Features Overview

DocFirewall includes a suite of specialized detectors mapped to specific threat vectors.

Core Architecture

Dual-Stage Scanning

Fast Scan (Byte-Level): Instantly identifies structural anomalies, binary signatures, and known bad indicators (like /JavaScript tags in PDFs or PE headers) without fully parsing the file. This allows for rapid rejection of obviously malicious files (< 20ms).
Deep Scan (Parsed Analysis): Fully parses the document using Docling to extract text, layout, and metadata. This layer applies semantic analysis, PII detection, and complex logic checks.

Supported Formats

PDF: Scans structure (objects, streams), content, and metadata.
DOCX: Scans XML structure, relationships, macros, and embedded media.
PPTX: Scans presentation structure, slide relationships, macros, shapes, and embedded payloads.
XLSX: Scans workbook structure, sheet relationships, macros, formulas (DDE), and embedded payloads.

Threat Detection Modules

1. Active Content & Malware (T1, T2, T7)

Detects executable code and embedded payloads that could compromise the host system.

Antivirus Integration (T1): Connects to ClamAV, VirusTotal, or CLI tools.
Active Content (T2): Flags JavaScript, VBA Macros, OLE Objects, and PDF Actions.
Embedded Payloads (T7): Identifies embedded binaries (PE, ELF) and suspicious object streams.
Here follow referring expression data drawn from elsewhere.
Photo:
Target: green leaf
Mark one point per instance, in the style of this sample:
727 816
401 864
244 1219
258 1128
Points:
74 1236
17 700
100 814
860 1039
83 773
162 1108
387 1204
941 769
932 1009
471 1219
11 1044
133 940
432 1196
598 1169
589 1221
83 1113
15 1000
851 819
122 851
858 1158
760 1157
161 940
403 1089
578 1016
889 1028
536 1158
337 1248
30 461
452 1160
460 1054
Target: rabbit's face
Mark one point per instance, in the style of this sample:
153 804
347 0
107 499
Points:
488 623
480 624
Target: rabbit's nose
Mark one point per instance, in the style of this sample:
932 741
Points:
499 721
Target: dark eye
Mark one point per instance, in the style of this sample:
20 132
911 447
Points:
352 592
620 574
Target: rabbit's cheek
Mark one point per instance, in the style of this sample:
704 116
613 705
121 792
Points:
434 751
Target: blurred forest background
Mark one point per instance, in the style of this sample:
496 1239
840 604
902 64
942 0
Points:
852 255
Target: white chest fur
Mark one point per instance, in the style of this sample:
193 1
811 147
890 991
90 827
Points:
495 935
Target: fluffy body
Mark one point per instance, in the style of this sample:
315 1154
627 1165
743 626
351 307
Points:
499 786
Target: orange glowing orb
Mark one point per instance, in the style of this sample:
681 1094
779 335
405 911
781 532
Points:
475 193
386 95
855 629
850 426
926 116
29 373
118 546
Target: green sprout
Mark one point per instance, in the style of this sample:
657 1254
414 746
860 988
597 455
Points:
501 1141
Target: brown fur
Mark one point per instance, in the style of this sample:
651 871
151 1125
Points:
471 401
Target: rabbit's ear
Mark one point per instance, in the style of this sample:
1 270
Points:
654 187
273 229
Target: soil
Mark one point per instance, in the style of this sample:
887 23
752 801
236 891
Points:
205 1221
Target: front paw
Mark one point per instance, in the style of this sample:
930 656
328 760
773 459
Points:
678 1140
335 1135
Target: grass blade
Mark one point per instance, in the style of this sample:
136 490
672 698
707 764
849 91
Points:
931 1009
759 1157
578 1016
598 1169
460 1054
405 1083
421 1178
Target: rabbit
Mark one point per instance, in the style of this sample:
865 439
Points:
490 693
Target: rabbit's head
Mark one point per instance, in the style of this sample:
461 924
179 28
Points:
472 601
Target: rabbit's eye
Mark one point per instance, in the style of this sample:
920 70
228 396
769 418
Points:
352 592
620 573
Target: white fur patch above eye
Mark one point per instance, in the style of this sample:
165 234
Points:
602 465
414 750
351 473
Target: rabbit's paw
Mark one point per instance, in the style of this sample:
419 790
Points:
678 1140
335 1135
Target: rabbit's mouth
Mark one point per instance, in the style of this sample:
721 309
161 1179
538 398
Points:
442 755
2. LLM Integrity (T4, T5, T9)

Protects AI models from manipulation.

Prompt Injection (T4): Uses regex and semantic analysis (Transformers) to catch jailbreaks.
Ranking Manipulation (T5): Identifies keyword stuffing and statistical anomalies.
ATS Manipulation (T9): Detects hidden text (white-on-white) and metadata stuffing.

3. Evasion & Obfuscation (T3)

Homoglyphs: Mixed-script characters (Cyrillic vs. Latin) used to spoof keywords.
Invisible Characters: Zero-Width Joiners and Bidi control characters.

4. Infrastructure Protection (T6, T8)

DoS (T6): Zip bombs (via expansion ratios and bounds), excessive page counts, recursion loops.
Metadata Injection (T8): Buffer overflows and syntax injection in metadata fields.
XXE Defense: All Office parsers use defusedxml to block XML External Entities and mitigate SSRF attacks.

5. Configurable Dataset-Agnostic Limits

Instead of relying on hardcoded static heuristics, DocFirewall evaluates proportional risks dynamically using Limits (e.g. invisible-character ratio scaling instead of strict counts). Developers can selectively override any regex pattern, timeout, or byte-size limits seamlessly via ScanConfig.limits.

6. Data Privacy

PII Detector: Scans for SSN, Email, Phone, Credit Cards.
Secrets Detector: Finds API Keys, Passwords, and Tokens.